Documentation

MDP.Paths.Cost

@[reducible, inline]

abbrev MDP.Costs {State : Type u_1} {Act : Type u_2} :

MDP State Act → Type u_1

Equations

x✝.Costs = (State → ENNReal)

Instances For

noncomputable def MDP.Path.Cost {State : Type u_1} {Act : Type u_2} {M : MDP State Act} (c : M.Costs) (π : M.Path) :

Equations

MDP.Path.Cost c π = (List.map c π.states).sum

Instances For

noncomputable def MDP.Path.ECost {State : Type u_1} {Act : Type u_2} {M : MDP State Act} (c : M.Costs) (𝒮 : 𝔖[M]) (π : M.Path) :

Equations

MDP.Path.ECost c 𝒮 π = MDP.Path.Cost c π * MDP.Path.Prob 𝒮 π

Instances For

theorem MDP.Path.prepend_Cost {State : Type u_1} {Act : Type u_2} {M : MDP State Act} (π : M.Path) (c : M.Costs) (s : ↑(M.prev_univ π[0])) :

Cost c (π.prepend s) = c ↑s + Cost c π

theorem MDP.Path.extend_Cost {State : Type u_1} {Act : Type u_2} {M : MDP State Act} (π : M.Path) (c : M.Costs) (s : ↑(M.succs_univ π.last)) :

Cost c (π.extend s) = Cost c π + c ↑s

theorem MDP.Path.Cost_tail {State : Type u_1} {Act : Type u_2} {M : MDP State Act} (π : M.Path) (h : 1 < ‖π‖) (c : M.Costs) :

Cost c π = c π[0] + Cost c π.tail

theorem MDP.Path.ECost_tail {State : Type u_1} {Act : Type u_2} {M : MDP State Act} (π : M.Path) [DecidableEq State] (𝒮 : 𝔖[M]) (c : M.Costs) (h : 1 < ‖π‖) :

ECost c 𝒮 π = M.P π[0] (𝒮 {π[0]}) π[1] * (c π[0] * Prob (𝒮.specialize π[0] ⟨π[1], ⋯⟩) π.tail + ECost c (𝒮.specialize π[0] ⟨π[1], ⋯⟩) π.tail)

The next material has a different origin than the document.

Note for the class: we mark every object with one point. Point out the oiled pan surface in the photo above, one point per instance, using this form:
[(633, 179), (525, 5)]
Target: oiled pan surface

theorem MDP.Path.prepend_ECost {State : Type u_1} {Act : Type u_2} {M : MDP State Act} (π : M.Path) {s : ↑(M.prev_univ π[0])} [DecidableEq State] (𝒮 : 𝔖[M]) (c : M.Costs) :

ECost c 𝒮 (π.prepend s) = M.P (↑s) (𝒮 {↑s}) π[0] * (c ↑s * Prob (𝒮.specialize ↑s ⟨π[0], ⋯⟩) π + ECost c (𝒮.specialize ↑s ⟨π[0], ⋯⟩) π)